When she caught her husband talking online to other women, he would snarl at her: “If you interfere too much in my life, I’ll give you talaq.”
Another time she found intimate messages from a lover on his phone. Again, Arshiya says he shouted her down: “You doubt me? I’ll give you talaq.”
Frowned upon even by hardline Muslims, and banned in Pakistan, Bangladesh and across the Islamic world, the practice of talaq-ul-bidat – or “triple talaq” – persists in India, home to the world’s third-largest Muslim population.
It grants men the power to dissolve a marriage with a single word, “talaq”, said three times.

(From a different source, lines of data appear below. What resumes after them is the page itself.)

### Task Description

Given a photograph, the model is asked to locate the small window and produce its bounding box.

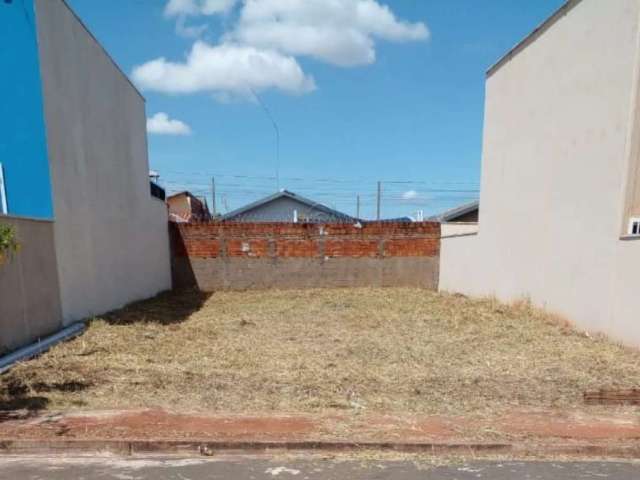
[0,163,9,215]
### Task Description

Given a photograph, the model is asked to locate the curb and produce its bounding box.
[0,440,640,459]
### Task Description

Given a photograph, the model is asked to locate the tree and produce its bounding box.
[0,224,20,265]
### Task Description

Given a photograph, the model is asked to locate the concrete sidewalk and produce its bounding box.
[0,409,640,458]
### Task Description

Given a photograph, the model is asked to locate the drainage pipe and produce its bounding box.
[0,322,86,373]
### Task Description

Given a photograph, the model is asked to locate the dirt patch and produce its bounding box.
[0,288,640,416]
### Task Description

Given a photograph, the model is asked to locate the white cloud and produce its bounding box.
[132,41,315,96]
[147,112,191,135]
[227,0,429,66]
[402,190,418,200]
[164,0,238,17]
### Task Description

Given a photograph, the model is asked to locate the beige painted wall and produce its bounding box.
[36,0,171,323]
[440,0,640,346]
[0,216,62,355]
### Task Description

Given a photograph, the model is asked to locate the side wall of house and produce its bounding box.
[0,217,62,355]
[440,0,640,345]
[36,0,171,322]
[172,223,440,291]
[0,0,53,220]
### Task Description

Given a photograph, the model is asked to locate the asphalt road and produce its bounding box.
[0,457,640,480]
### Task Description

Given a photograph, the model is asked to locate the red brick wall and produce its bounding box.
[171,222,440,259]
[170,222,440,291]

Increasingly, the word is emailed or texted.
“It is a totally unilateral, one-sided, instant form of divorce, and uttered by men,” says Zakia Soman, an activist from Gujarat state. “The wife need not be present. She need not even be aware.”
Now India’s supreme court looks set to declare triple talaq, and another law forcing women who re-marry their husbands to first sleep with another man, unconstitutional. Banning the custom would free up to 90 million Muslim women in the country from a potential trapdoor divorce.
But Soman, whose Muslim reform group is fighting the case, wants something even more radical: “To tell the ulema [Muslim scholars], and the whole world, that ordinary Muslim women are fully capable of reading the Qur’an, understanding the Qur’an, interpreting the Qur’an – and obtaining justice for themselves.”
Arshiya’s husband did finally try to divorce her. She never even heard him say the words. “One day, suddenly, he told me he had given me talaq. He said, ‘I gave it to you four days earlier’.”
“I literally begged him,” she says. “I went down on my knees and said, if you want to have affairs, go, just don’t throw me out of the house. Where will I go with my child? I don’t have a steady job – what will I do?”
Because her husband chose an Islamic divorce, rather than one under India’s more progressive secular law, Arshiya was also denied the third of his salary she would be legally due in alimony.
The 45-year-old, now working up to 16 hours a day as a teacher in south-west Delhi, is trying to have her husband’s divorce overturned, and pursuing him for the meagre compensation Indian courts have carved out for triple talaq victims.
She doesn’t want to get back together. The legal action is about making a point. “I want justice,” she says. “The question now isn’t money. I was not his servant. I was not his slave, who he kept in the house for 12 years and then threw out.”